Buying a blender used to be simple. You go to the store, look at a variety of machines that more or less did the same thing, and then choose based on your budget. You can still do that, but if you want a little more from your blender, there are now a lot of other things to consider.
These days, aside from the brand and price, you need to think of the following:
- Purpose – When purchasing any home appliance, always start with what you plan to do with it. The same goes for blenders. If you’re looking for a blender to whip up margaritas, look for something that can crush ice. But if you’re looking for something to shred spinach for green smoothies, you’ll want something better suited for that. Those are the two extremes, with a whole range of middle-road options for people who want something more versatile. The point, you know what you need best. Let that knowledge to guide you in your decision-making.

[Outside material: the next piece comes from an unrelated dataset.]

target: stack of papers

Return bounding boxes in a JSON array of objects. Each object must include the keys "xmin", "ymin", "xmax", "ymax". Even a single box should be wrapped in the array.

- Speed – Most blenders come with a range of speeds. Old-school blenders include buttons that control how fast the blades spin, delivering results ranging from chopping to liquefying. We’re not talking about that. Rather than focusing on the end product, focus on the kinds of ingredients you plan to use. Combined with the next criterion, knowing what you plan to blend means being better able to determine how fast your blender needs to spin and what kind of blades it should use.
- Types of blades – The earliest blenders were two or four sharp blades sitting at the bottom of a jar. That’s still a tried-and-tested design, but blades now come in a range of materials from stainless steel to diamond. Some blender brands even claim that you don’t even want sharp blades because dull blades produce superior drinks. Before you try to sort this all out, know what kind of ingredients you’ll be blending. Some blade columns are better suited for crushing, but do a terrible job of shredding. Some do well at shredding greens, but not so well at mixing thick liquids.
- Ease of cleaning – Using a blender is inherently messy. It involves spinning blades at the bottom of a jug to mix ingredients. Some old sitcoms have famous scenes in which characters unwittingly look into a blender, only to have what they’re mixing shoot up all over their faces. Thus, cleaning up will definitely be an issue. Some blenders are easy to clean. Some require a process that involves removing the bottom of the jar to clean the individual components. You might need to pay a little more for one that’s easier to clean, but if you value efficiency and convenience, it might be worth the investment.
- Size – You have a lot of size options available when looking at blenders. Some big ones are loaded with features, but can cost a lot of money and take up a lot of space. Which size to pick does not only depend on how much counter space you can spare, but whether you might also need something you can take with you.
- Price – This is always a consideration. If you have cash to burn, it might not be all that important. But if you’re on a tight budget, you need to shop mindfully. If you save a few dollars buying a blender that’s not suitable for your purposes, you’ve saved money buying a pricey paperweight. Generally speaking, the more features you want, the more your blender will cost.
The key to a successful blender purchase is first knowing what you’re going to do with it. If you don’t start with that, you may not get it right. Once you’ve figured that out, you can make your choice based on what you’re blending, how easy it is to clean, how big or portable it needs to be, and how much it costs.